De nieuwe effectentaks wordt omschreven als een ‘abonnementstaks’ op de effectenrekening zelf. Dit heeft tot gevolg dat niet enkel effectenrekeningen op naam van natuurlijke personen, maar ook op naam van rechtspersonen aan de taks onderhevig zijn.
De effectenrekeningen die uitsluitend voor eigen rekening worden aangehouden door bepaalde financiële instellingen (bv. kredietinstellingen, beleggingsondernemingen, verzekeringsondernemingen) zijn uitgesloten.
Voor inwoners zijn zowel Belgische als buitenlandse effectenrekeningen met een gemiddelde waarde van meer dan 1.000.000 euro in scope.

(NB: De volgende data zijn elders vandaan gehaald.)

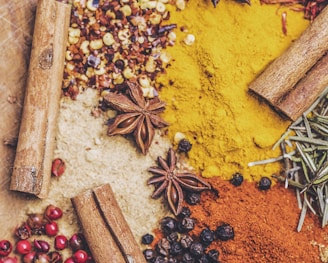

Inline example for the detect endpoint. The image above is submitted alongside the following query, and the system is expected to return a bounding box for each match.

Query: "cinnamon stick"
[276,54,328,121]
[249,7,328,117]
[71,184,146,263]
[10,0,71,198]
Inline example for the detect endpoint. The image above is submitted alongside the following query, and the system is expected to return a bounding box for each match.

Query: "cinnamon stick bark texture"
[276,54,328,121]
[10,0,71,198]
[249,7,328,118]
[71,184,146,263]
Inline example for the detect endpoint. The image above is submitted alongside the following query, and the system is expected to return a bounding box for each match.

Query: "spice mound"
[184,178,328,263]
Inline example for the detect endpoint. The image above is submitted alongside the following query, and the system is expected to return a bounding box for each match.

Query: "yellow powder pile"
[158,0,309,180]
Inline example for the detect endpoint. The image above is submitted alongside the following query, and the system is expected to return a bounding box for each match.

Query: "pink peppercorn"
[0,240,13,257]
[55,235,68,250]
[73,249,88,263]
[44,205,63,221]
[16,240,32,255]
[44,221,58,237]
[64,257,75,263]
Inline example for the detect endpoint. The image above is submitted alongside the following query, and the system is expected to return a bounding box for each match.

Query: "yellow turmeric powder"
[158,0,309,180]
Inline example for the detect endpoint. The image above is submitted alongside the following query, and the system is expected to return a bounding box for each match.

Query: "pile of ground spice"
[182,178,328,263]
[158,1,309,181]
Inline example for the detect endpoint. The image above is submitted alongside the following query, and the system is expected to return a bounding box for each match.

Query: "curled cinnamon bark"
[71,184,146,263]
[249,8,328,120]
[10,0,71,198]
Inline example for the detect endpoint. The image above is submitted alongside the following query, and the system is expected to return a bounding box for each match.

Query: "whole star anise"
[148,148,211,215]
[104,82,168,154]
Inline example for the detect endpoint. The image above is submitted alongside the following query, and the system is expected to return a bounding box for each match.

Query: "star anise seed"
[104,82,168,154]
[148,148,211,215]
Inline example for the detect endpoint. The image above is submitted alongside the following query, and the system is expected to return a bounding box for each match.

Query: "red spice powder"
[183,178,328,263]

Niet-inwoners zijn de effectentaks verschuldigd op de effectenrekeningen die zij aanhouden bij een Belgische financiële instelling, tenzij (cumulatieve voorwaarden):
- zij inwoner zijn van een land dat een dubbelbelastingverdrag met België heeft afgesloten;
- het dubbelbelastingverdrag van toepassing is op inkomen én vermogen;
- de heffingsbevoegdheid voor het vermogen op de effectenrekening is toegewezen aan de woonstaat.

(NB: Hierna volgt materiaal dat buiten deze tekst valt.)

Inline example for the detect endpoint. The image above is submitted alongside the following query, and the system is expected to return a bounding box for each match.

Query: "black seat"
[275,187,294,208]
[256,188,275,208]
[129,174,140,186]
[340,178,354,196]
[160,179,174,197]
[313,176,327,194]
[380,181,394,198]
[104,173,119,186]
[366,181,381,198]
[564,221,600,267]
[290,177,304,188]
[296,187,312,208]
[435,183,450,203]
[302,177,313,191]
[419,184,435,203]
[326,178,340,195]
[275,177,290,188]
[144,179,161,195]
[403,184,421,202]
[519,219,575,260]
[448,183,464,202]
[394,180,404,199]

Welke effecten zijn in scope van de effectentaks?
Alle financiële instrumenten en geldmiddelen op een effectenrekening zijn in scope van de effectentaks.
Dit betreft o.a.
- deelbewijzen in beleggingsfondsen,
- aandelen,
- obligaties,
- afgeleide producten, zoals trackers, turbo’s en speeders,
- geldmiddelen
die op een effectenrekening worden aangehouden.
Aandelen op naam die niet op een effectenrekening worden aangehouden en geldmiddelen die niet op een effectenrekening maar bijvoorbeeld op een zicht- of spaarrekening worden aangehouden, zijn niet onderhevig aan de taks.
Hoe wordt de taks berekend?
De taks wordt berekend op de gemiddelde waarde van de effectenrekening over een referentieperiode die loopt van 1 oktober tot en met 30 september van het daaropvolgende jaar.
Op 4 tijdstippen wordt de waarde van de effectenrekening vastgelegd (31 december, 31 maart, 30 juni en 30 september). Is de gemiddelde waarde hoger dan 1.000.000 euro dan is de effectentaks verschuldigd.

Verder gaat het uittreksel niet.